Tom ballte die Fäuste, er hatte definitiv zu viel mitgemacht in seinem Leben, um jetzt blind diesem Außerirdischen zu folgen! »Weißt du überhaupt, wo du hin musst?«, fuhr er ihn an. »Wo soll es denn in diesem trostlosen Felsen eine Kommunikationstation geben? Sollten wir nicht eher aus den Höhlen raus?«
»Achzz, TomTom weißzz den Wegzz besser?«, zischte Jae'Ga beleidigt. »Ich viertezz Jahr aufzz Gobbin! Wir gehenzz Gang bizz hintenzz, dann Treppe, hochzz zzu Spitze vonzz Berg!«
Das ergab schon irgendwie Sinn, weswegen Tom sich etwas kleiner machte und ein schlechtes Gewissen bekam, dass er Jae'Ga so misstraute. Man konnte es ihm aber nicht verübeln. Immerhin war eine Horde ungehobelter Grüner hinter ihm her, die ihm alle ein Kind anhängen wollten.
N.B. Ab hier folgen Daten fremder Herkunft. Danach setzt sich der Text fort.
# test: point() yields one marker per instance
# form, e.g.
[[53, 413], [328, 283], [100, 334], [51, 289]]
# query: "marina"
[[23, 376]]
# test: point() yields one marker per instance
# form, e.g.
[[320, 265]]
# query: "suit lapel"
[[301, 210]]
Wer würde denn da nicht aus der Haut fahren?
»Du achtenzz auf deine Zungenzz!«, sagte Jae'Ga und richtete Toms Zungenkette, damit sie ihm säuberlich über den Schultern drapiert war. Er hatte sie im Laufen immer weiter runter geschoben, bis sie fast zu Boden fielen. Die Dinger waren aber auch ekelig und Tom hatte keine Lust den Geruch permanent in der Nase zu haben.
»Tut mir leid, Jae'Ga«, entschuldigte Tom sich, während Sagar sich nervös umblickte.
»Sollten wir nicht besser weitergehen?« Seine Stimme war nur ein raues Flüstern, in dem deutlich Angst mitschwang. Ein Gefühl, das sich nun auch in Toms Magengrube wieder deutlich ausbreitete. Seltsame Geräusche erfüllten die Höhle. Tom wusste nicht, ob es sich um ein normales Phänomen handelte, oder ob es vielleicht von kleinen, grünen Füßen auf sandigem Steinboden herrührte. Ihm fröstelte.
»Gehen wir weiter, Jae'Ga«, verlangte Tom und schob den Außerirdischen regelrecht von Ort und Stelle. Dabei wiederholte er pausenlos im Kopf, dass schon alles gut gehen würde. Sie mussten ja nur noch eine Treppe hoch und würden dann nach Hilfe rufen können. Das war machbar! »Ja, das ist machbar!«, sagte Tom sich immer wieder im Stillen. Er schaffte es sogar für einige Minuten daran zu glauben, bis es plötzlich neben ihm raschelte. Als er erschrocken herumfuhr starrte er auf eine Felsspalte, die sich plötzlich aufgetan hatte. Er war sich sicher, dass die Felswand eben noch massiv neben ihm gelegen hatte. Viel erschreckender war aber das fratzige Gesicht, dass ihn plötzlich daraus angrinste.
»Sagar!«, schrie er noch, aber das bewahrte ihn nicht vor den langfingrigen Händen, die blitzschnell nach ihm griffen und ihn in den Felsen zogen.